How can I increase the precision enough to show the actual answer?
Thank You.
Apart from other issues, verifying FLT by taking the nth root of a^n+b^n and checking that it isn't an integer is fundamentally misguided since the process of taking nth roots brings floating point error into play. It is possible that the numerical evidence that you adduce is by itself consistent with c mathematically being an integer.
For example, if root calculation could be taken at face value then
def f(c,n):
return c == pow(c,n) ** (1/n)
should evaluate to True for all numbers c, but it doesn't. In particular f(272,6) evaluates to False. The fact that in your test case the c in question differs slightly from an integer doesn't show that mathematically it isn't an integer. See Is floating point math broken? for more details.
If you go this route, I would suggest rounding c (computed as you are currently doing) to the nearest integer and then checking if pow(c,n) == pow(a,n) + pow(b,n). This way round-off error will no longer be an issue, though the limited ability of floats to represent numbers will eventually do you in. For even larger values of a,b,n you might need to write a custom integer root function (using e.g. binary search). In this case the integer nth root of an integer x is defined to be the largest integer y which satisfies pow(y,n) <= x.
You can use the decimal module from the python standard library to obtain arbitrary precision:
from decimal import Decimal, getcontext
getcontext().prec = 128 # get 128 decimals
c = (pow(1, 6) + pow(272, 6)) ** (1 / 6)
print(c)
d = (Decimal(1) + Decimal(pow(272, 6))) ** Decimal((1 / 6))
print(d)
272.0
272.00000000000002730268738756987678453728427749629247405984602995282036227860028297571745987954219978888119652759507812823846641
Based on OP's question, this question and its code, the comments on this post:
The idea is to compare very large numbers instead of numbers with very long decimal expansion, because pythons integers are unbounded.
First compute c = a**g + b**g then s = int(c ** (1/g)).
Now, if (a, b, s) is a valid triplet of numbers, then either s**g or (s+1)**g would be equal to c because:
int function rounds down andThis way, we avoid directly comparing numbers with long decimal expansion by comparing very large numbers, which python can do.

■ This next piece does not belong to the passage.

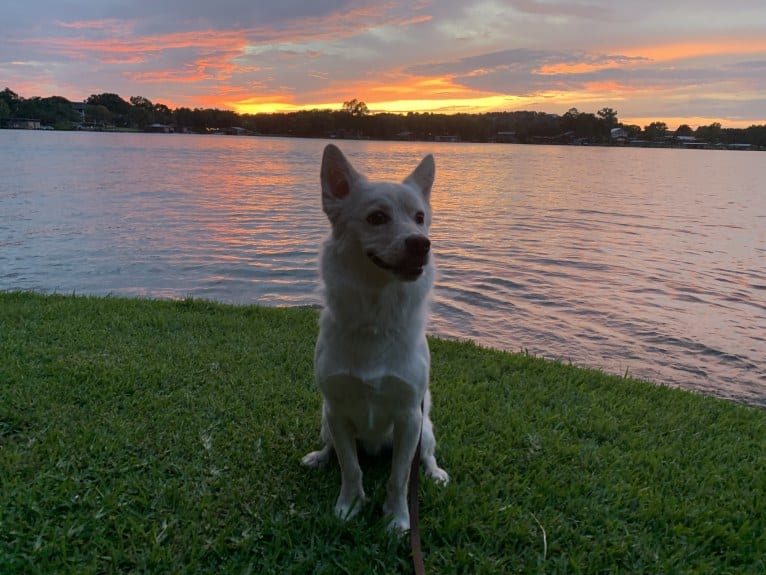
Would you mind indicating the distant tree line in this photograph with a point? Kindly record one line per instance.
(354, 120)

Here's the code, similar to the referenced website:
def proof(n, g):
for a in range(1,n):
for b in range(a, n):
c = (pow(a, g) + pow(b, g))
s = int(c ** (1/g))
if (s**g == c):
print(f"{a},{b},{s}")
elif (s+1**g == c):
print(f"{a},{b},{s+1}")
proof(1000, 6)
There is a trivial error (1, 1, 2) because of s+1**g, but other than that the code should work properly.
Please do check it yourself, I'm not very familiar with fermat's last theorem, something might have slipped by when coming up with a solution.
You can declare float and then use round to get the nearest two decimal points. I just did this for a small pay calculation program. Something like:
'''
a = input ("Enter annual pay: ")
h = float (a) / 2080
x = round(h, 2)
print ("Hourly pay is: ")
print (x)
'''